L'entrée en bourse implique l'adoption des normes IFRS (International Financial Reporting Standards) et la publication régulière de résultats audités. Or, le pays souffre d'un déficit de professionnels certifiés capables de produire ces données avec la rigueur exigée par les gestionnaires d'actifs mondiaux. La réglementation de l'ECMA impose ces normes, mais la capacité réelle des entreprises à s'y conformer à court terme demeure une variable d'ajustement critique. Le risque est de voir un marché à deux vitesses : quelques grandes entreprises conformes attirant tous les flux, face à une majorité d'acteurs locaux incapables de franchir le seuil d'éligibilité technique.

Enfin, l'infrastructure d'intermédiation doit être alignée sur cette ouverture réglementaire. Les investisseurs étrangers ne traitent pas directement ; ils passent par des banques dépositaires (custodians) mondiales pour sécuriser leurs titres. Actuellement, le secteur bancaire éthiopien s'ouvre à peine à la concurrence étrangère.

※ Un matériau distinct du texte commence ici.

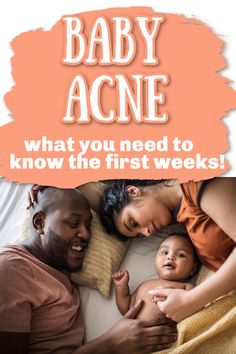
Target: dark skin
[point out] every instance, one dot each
(66, 225)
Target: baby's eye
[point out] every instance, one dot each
(133, 223)
(164, 253)
(182, 255)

La directive doit préciser si les banques internationales pourront offrir des services de conservation de titres dès le lancement, ou si elles devront recourir à des partenaires locaux. Si les banques locales, bien que solides, n'ont pas encore les certifications technologiques et des processus de conformité (KYC/AML) alignés sur les normes mondiales, cela créera un goulot d'étranglement opérationnel.

Un potentiel à 10 milliards de dollars

En somme, la finalisation du cadre légal par l'ECMA est une condition nécessaire mais non suffisante. La réussite de l'ESX en tant que hub régional dépendra moins de la permissivité législative que de la robustesse des mécanismes de garantie de change et de la mise à niveau comptable du tissu économique éthiopien.

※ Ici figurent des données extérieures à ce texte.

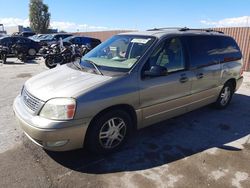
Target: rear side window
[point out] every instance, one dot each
(168, 54)
(229, 50)
(203, 50)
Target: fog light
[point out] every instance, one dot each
(56, 143)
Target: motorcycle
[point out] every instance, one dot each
(3, 53)
(61, 55)
(23, 53)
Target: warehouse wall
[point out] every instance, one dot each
(102, 35)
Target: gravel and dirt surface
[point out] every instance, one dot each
(203, 148)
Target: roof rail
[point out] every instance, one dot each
(205, 30)
(185, 29)
(164, 28)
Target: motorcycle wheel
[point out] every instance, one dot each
(50, 63)
(78, 59)
(22, 57)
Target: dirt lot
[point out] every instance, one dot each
(204, 148)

À court terme, l'ouverture vise une capitalisation boursière de 2 à 3 milliards de dollars, portée essentiellement par la cotation partielle d'Ethio Telecom et l'arrivée obligatoire des banques privées. Mais le potentiel réel, si l'État accepte de coter ses fleurons comme Ethiopian Airlines, se situe au-delà des 10 milliards de dollars à l'horizon de cinq ans, selon les études de faisabilité technique menées en 2024 par FSD Africa et validées par le PNUD, ce qui placerait instantanément Addis-Abeba dans le top 10 des bourses africaines.